I guess if you took a cold pressurized keg and ran it through a filter and into an empty keg with a relief valve set to a little below the pressure of the full keg, it would probably do the job. Then you could adjust the relief valve a little as you go to make up for the pressure drops of the co2 coming out of suspension. The problem though is that the receiving keg would fill with beer that is being flattened as the co2 is coming out of suspension and would foam up some. Worth a try to experiment though. :mug:
 
I think you'll find you would run out of pressure. There isn't a lot of head space in a corny fermentor so the amount of extra pressure is minimal. You'd need a CO2 tank to push it.
 
This thread is so large so I'm not sure if it was asked. Can you use the pressure from the keg to push the beer through a filter on the way to the keg? Or would I still need another source of Co2?

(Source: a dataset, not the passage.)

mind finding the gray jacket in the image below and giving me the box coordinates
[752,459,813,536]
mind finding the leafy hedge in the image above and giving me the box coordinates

I think it would be possible to do this without a CO2 source but I have never tried it. Lets say your final pressure is around 35psi at 70degrees in the primary keg. Cap your empty serving keg and connect your two liquid terminals. You will get a lot of foam in your empty keg at first but eventually the pressure in both will equalize. Wait a while for the foam to drop and then slowly vent the serving keg until all liquid transfers. I would suspect that your final pressure will be under 15psi at 70degrees. Your beer will end up a little flat due to this process so you should probably add a little priming sugar before you start and wait for it to do its magic. Or only do this to lightly carbonated brews.
Good luck!
 
CoalCracker said:
This thread is so large so I'm not sure if it was asked. Can you use the pressure from the keg to push the beer through a filter on the way to the keg? Or would I still need another source of Co2?

I've accidentally done this when I thought my CO2 tank was on and it wasn't. The beer filtered just fine and filled the serving keg fine but then ran out of steam. Then I noticed my valve was closed.

Depending on how much volume of beer you're talking it may work but obviously at the expense of beer carbonation.

You could overshoot your expected volume of CO2 at your fermentation temp, cold crash then let the beer push itself through the filter and hope your final CO2 volume is correct. But you may squeeze the yeast too much and not fully attenuate.

I think you're better off having a tank...
 
If you had 2.5gal of beer in a 5gal corny, you'd drop the pressure in the head space by half in the process of moving that beer out. If you had enough pressure that there was still enough to overcome the filter resistance at the end, the beer would move. Of course as your pressure is dropping, the resistance of the filter is increasing due to stuff accumulating on the filter media. The problem is worse when you have 4gal in a 5gal vessel. At that point moving the beer out will lower the pressure by a factor of 5, so you'd need to start with 5x the pressure required to push the beer through the filter. I'm guessing you need 10psi to push the last of the beer through a filter. After all, you need 4psi just to run beer through a hose into your glass at a decent rate. So to have 10psi at the end of transfer you'd need 50psi in the corny. Thats a little much for a corny and certainly too much to be getting through spunding. I've read that at 40+PSI all yeast activity stops.